While much of the focus on Ballast Water Management issues is on the big ship, blue water fleet, there is a growing large need for BWMS on large modern offshore vessels, too.
Hyde Marine has long been active in the worldwide effort to control the spread of aquatic invasive species in ballast water. Early on, Hyde supplied the first fully operational shipboard Ballast Water Treatment system. In 2003, after requirements were better defined, Hyde installed a state-of-the-art filtration and UV disinfection system aboard the Coral Princess. This system was tested extensively on land based installations and onboard the Coral Princess in the fall of 2004. The onboard tests demonstrated the Hyde Guardian’s capability to meet the IMO BWT Convention requirements.

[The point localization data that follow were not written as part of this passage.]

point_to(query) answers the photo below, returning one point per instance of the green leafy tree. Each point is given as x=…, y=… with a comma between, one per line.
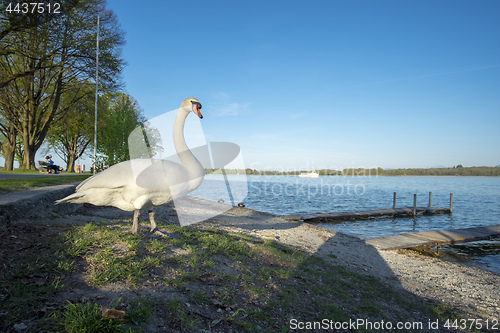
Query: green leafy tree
x=72, y=135
x=44, y=57
x=121, y=116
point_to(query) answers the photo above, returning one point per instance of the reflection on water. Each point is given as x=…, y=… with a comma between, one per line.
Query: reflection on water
x=476, y=203
x=483, y=254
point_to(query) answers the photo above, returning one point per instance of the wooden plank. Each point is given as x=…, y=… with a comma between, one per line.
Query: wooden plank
x=366, y=214
x=432, y=238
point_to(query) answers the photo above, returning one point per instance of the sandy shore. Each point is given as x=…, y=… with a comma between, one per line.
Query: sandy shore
x=475, y=291
x=472, y=290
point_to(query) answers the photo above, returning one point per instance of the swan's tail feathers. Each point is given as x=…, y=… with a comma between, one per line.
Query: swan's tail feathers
x=71, y=198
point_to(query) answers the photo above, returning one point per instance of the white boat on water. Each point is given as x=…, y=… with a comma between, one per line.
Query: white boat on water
x=312, y=174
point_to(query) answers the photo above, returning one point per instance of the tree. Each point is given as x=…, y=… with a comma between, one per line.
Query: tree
x=71, y=136
x=43, y=61
x=121, y=117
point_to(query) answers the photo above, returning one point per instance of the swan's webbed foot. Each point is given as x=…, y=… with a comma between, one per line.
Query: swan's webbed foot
x=154, y=228
x=135, y=222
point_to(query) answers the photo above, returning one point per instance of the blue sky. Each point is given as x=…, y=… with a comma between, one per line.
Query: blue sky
x=325, y=84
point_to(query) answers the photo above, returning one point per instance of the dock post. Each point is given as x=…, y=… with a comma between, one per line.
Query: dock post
x=451, y=203
x=414, y=205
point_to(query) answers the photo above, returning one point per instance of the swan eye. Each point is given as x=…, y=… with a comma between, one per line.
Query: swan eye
x=198, y=104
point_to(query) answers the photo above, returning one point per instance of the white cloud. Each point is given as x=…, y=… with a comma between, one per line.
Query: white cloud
x=223, y=106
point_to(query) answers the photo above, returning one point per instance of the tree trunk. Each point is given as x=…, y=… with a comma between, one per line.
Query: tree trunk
x=70, y=163
x=9, y=148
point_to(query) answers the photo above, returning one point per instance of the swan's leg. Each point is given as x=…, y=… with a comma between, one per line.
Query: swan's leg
x=152, y=220
x=135, y=222
x=154, y=228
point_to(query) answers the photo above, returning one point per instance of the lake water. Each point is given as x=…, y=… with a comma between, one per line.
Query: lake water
x=476, y=202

Hyde’s Guardian Ballast Water Treatment Systems have IMO Type Approval for capacity from 60 to 6,000 cu. m./hr. A Type Approval Certificate has been issued by Lloyd’s Register on behalf of the U.K. Maritime and Coastguard Agency to confirm compliance with Guidelines contained in IMO resolution MEPC.174(58).

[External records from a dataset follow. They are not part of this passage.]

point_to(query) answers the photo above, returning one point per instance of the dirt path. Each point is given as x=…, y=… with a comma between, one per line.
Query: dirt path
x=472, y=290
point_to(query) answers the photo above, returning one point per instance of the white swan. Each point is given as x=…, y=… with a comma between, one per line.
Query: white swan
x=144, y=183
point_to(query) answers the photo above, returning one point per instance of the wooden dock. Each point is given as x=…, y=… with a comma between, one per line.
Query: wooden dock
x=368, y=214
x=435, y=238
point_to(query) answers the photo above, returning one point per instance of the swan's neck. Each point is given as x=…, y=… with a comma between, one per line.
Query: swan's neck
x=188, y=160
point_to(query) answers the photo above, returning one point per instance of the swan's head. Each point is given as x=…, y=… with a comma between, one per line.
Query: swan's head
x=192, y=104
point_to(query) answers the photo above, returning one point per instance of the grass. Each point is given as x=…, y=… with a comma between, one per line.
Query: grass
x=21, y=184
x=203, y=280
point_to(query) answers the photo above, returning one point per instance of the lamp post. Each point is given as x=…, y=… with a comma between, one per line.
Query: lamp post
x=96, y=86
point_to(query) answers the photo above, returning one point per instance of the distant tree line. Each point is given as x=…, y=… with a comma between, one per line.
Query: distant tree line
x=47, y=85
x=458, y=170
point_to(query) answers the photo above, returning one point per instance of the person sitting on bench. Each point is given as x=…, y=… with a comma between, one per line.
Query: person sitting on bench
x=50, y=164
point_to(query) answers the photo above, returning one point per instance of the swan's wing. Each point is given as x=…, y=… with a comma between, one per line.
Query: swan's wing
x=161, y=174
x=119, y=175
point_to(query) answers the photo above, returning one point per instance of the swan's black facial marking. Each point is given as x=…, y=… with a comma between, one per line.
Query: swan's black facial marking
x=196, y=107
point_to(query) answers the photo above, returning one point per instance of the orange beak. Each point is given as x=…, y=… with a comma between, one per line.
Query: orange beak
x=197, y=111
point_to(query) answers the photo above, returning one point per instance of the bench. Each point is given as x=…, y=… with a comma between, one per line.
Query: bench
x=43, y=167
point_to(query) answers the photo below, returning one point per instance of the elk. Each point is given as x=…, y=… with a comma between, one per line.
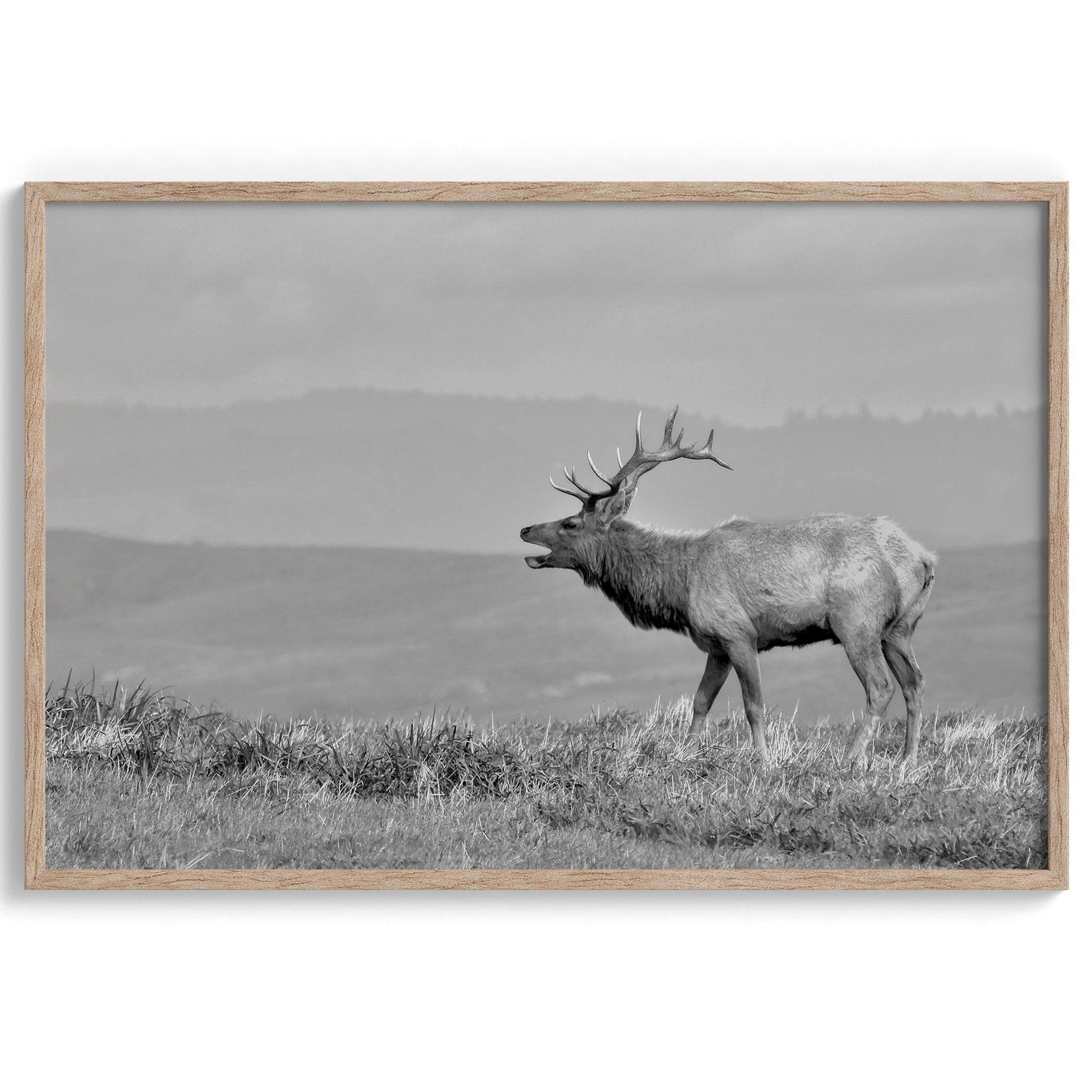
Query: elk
x=744, y=587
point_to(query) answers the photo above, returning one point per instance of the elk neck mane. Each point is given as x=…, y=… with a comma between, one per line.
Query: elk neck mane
x=643, y=571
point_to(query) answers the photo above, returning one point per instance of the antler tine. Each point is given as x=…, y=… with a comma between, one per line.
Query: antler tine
x=579, y=497
x=669, y=429
x=707, y=453
x=598, y=472
x=572, y=476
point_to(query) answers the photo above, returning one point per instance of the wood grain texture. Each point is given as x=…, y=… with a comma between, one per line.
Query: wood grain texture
x=1059, y=536
x=35, y=537
x=548, y=192
x=1055, y=877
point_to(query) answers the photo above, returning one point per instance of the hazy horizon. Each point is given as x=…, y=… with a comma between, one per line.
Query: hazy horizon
x=816, y=413
x=746, y=312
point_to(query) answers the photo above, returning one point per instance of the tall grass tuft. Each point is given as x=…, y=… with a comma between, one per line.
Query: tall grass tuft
x=586, y=793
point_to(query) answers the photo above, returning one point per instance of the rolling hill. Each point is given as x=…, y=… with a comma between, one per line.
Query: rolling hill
x=460, y=473
x=377, y=632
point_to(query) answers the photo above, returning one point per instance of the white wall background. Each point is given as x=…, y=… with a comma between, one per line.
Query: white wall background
x=512, y=991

With more than 225 BWT systems already sold into the marine markets via about 180 ships, Hyde is well known in blue water shipping as a top tier provider of BWT solutions. But, Hyde has also sold as many as 75 systems to Offshore Supply Vessel (OSV) owners and also sells to a myriad of other smaller platform operators as well. In fact, Jim Mackey of Hyde Marine told MarineNews – sister publication to Maritime Reporter & Engineering News – in February that about one half of Hyde systems sold to date have been placed onto OSV’s and smaller sized – less than 300 foot – vessels. These include tugs, research vessels, fishing vessels, dredges and private passenger vessels. Mackey explained, “We don’t want to be buttonholed into just one market, but we are very effective in serving that sector, and it is certainly a big part of our business.” He added, “Success has made us an expert in that area.”
Enter PG Marine
PG Marine Group is a well-recognized name in liquid cargo systems for the global OSV fleet. The core of PG Marine’s business is pumps, and pumping systems for the oil and gas sector, in particular those systems used by offshore service providers. PG started screening the BWTS market at the point of time when the first products were being IMO Type Approved. Early on, it became clear that they had to narrow down to technologies which target the market’s demands. These include low CAPEX, low OPEX and flexibility in installation.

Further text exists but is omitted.